La chaîne des forçats en route

Le vendredi 29 juillet 1836, voici plus de deux heures qu’une foule compacte se presse à Rennes, des rues du faubourg de Paris, par la rue Louis Philippe (actuelle rue Victor Hugo) jusqu’au Mail, pour assister à l’arrivée de la chaîne qu’on annonce enfin car elle a passé Cesson. C’est un spectacle à ne pas manquer qui se produit une ou deux fois par an.

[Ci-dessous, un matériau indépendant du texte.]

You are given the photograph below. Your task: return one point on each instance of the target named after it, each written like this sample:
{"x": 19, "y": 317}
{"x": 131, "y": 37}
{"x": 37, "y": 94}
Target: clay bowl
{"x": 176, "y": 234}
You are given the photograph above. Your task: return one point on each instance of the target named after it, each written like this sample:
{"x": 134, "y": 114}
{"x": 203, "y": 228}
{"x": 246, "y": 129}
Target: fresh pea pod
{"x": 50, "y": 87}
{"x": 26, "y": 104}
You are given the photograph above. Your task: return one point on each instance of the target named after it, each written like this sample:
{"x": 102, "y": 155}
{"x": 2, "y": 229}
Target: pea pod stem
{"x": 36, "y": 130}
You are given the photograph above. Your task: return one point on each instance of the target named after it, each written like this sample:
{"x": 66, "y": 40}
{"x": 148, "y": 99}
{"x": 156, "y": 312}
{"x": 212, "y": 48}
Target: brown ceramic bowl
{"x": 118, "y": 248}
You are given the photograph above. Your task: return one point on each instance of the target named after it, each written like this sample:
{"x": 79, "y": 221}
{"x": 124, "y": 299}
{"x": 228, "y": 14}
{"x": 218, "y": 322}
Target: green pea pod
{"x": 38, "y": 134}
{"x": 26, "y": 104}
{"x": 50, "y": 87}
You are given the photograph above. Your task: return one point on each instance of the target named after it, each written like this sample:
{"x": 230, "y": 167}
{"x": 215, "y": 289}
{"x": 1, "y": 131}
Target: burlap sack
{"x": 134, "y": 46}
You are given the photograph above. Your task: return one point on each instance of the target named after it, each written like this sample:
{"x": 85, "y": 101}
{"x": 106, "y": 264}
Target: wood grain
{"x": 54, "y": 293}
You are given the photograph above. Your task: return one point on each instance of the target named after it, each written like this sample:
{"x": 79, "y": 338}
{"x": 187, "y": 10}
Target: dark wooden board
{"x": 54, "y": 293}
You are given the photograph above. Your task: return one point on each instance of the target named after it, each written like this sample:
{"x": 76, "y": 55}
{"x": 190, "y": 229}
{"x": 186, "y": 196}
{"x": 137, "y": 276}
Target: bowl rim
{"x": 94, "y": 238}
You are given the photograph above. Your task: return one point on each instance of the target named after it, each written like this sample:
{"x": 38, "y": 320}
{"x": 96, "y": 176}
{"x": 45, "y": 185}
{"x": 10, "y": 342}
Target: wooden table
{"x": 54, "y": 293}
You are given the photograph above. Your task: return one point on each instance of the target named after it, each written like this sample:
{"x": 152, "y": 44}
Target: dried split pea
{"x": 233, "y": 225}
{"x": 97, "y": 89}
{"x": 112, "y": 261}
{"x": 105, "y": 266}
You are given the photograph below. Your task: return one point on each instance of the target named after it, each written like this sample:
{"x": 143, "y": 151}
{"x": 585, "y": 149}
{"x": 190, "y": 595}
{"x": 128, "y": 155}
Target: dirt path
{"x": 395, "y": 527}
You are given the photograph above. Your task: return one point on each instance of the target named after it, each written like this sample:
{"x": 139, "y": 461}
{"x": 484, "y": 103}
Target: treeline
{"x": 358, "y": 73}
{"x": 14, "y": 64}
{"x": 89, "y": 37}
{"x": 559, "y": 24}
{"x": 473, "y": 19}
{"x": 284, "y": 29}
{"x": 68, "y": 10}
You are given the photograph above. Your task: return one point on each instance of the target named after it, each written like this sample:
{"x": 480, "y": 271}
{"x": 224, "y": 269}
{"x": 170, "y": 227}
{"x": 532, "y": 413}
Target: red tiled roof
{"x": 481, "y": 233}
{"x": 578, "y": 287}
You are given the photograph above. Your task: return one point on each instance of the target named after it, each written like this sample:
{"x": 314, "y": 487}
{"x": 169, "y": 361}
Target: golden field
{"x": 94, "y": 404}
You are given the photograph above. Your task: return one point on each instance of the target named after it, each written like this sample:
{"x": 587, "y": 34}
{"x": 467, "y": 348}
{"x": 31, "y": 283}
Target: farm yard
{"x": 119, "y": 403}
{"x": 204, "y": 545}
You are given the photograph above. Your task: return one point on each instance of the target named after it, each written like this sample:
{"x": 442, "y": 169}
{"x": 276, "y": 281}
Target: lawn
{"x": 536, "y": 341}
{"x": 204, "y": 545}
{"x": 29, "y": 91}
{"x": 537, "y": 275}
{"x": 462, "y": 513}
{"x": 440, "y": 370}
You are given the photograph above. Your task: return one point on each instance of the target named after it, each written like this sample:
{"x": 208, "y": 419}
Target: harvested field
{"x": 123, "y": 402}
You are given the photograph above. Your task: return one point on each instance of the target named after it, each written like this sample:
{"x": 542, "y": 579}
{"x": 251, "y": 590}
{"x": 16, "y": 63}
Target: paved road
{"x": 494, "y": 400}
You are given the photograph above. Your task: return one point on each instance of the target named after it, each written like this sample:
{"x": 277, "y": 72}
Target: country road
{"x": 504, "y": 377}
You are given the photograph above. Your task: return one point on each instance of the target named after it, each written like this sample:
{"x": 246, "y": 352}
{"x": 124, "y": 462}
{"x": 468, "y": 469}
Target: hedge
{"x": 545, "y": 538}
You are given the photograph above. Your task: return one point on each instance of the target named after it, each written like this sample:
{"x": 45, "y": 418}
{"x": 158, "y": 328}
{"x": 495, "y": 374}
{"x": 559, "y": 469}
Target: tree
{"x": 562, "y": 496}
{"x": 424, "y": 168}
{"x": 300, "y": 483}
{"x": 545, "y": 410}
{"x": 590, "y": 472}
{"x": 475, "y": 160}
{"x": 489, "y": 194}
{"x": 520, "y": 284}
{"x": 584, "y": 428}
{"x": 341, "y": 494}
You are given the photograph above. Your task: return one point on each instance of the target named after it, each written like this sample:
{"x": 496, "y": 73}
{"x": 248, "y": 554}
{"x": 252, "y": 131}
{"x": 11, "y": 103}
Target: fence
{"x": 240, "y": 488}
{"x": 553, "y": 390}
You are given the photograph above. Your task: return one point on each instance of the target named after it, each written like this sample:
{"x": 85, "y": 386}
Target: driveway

Une nouvelle accroît la curiosité : on va voir l’horrible François, le complice de Lacénaire, l’homme le plus dangereux du convoi, objet d’une surveillance spéciale.

Sortie des forçats du bagne de Brest le matin pour aller au travail. (de Wikimedia Commons)

Enfin, vers 15 heures, l’attente de tous ces Rennais et Rennaises des classes bourgeoises et populaires prend fin car ils entendent des chants qui approchent. Ce sont ceux de deux cents hommes qui, ferrés au cou à la prison de Bicêtre à Paris, lieu de départ des chaînes vers Toulon, Rochefort et Brest, poursuivent leur long trajet. Ils sont passés par Dreux, Alençon, Laval, Vitré, Châteaubourg et sont en route depuis une douzaine de jours, avec des ajouts de forçats au passage des principales villes pour rejoindre à Brest 3500 bagnards. Attachés par un collier de fer et liés deux par deux, groupés en cordons de 24 ou 26 hommes, ils ont fait le trajet à pied, certains en charrette, accompagnés d’un officier de santé et escortés par une vingtaine de gardes, les « argousins » ou garde-chiourmes, recrutés par un entrepreneur privé chargé par l’administration du ministère de toute l’organisation, de la logistique et de la surveillance des prisonniers. Quelques gendarmes accompagnent. L'entrepreneur est passible d'une amende ou retenue de 3 000 francs pour chaque homme de la chaîne qui parviendrait à s'évader, somme énorme qui représente cinq salaires annuels d'ouvrier payé de l'ordre de 50 francs par mois. C'est ce qui explique les précautions sévères auxquelles on a recours pour entraver les mouvements des forçats dans leur trajet au bagne. Les évasions sont donc rares[1]. Le voyage du convoi a été longuement organisé par des échanges entre l’administration du ministère de l’Intérieur, les services préfectoraux et les mairies. C'est, avec les charrettes transportant des vivres, fournies sur recrutement local, une vraie caravane. Six ans plus tôt, le poète Hippolyte Raynal interrogeait : "Ne se demanderait-on pas pourquoi la cupidité fait chaque jour perfectionner, inventer des voitures de toutes les formes, de toutes les dimensions, pour transport de marchandises, et pourquoi l'humanité n'inspire rien de semblable quand il s'agit d hommes accablés sous le double fardeau du fer et des souffrances?"[2].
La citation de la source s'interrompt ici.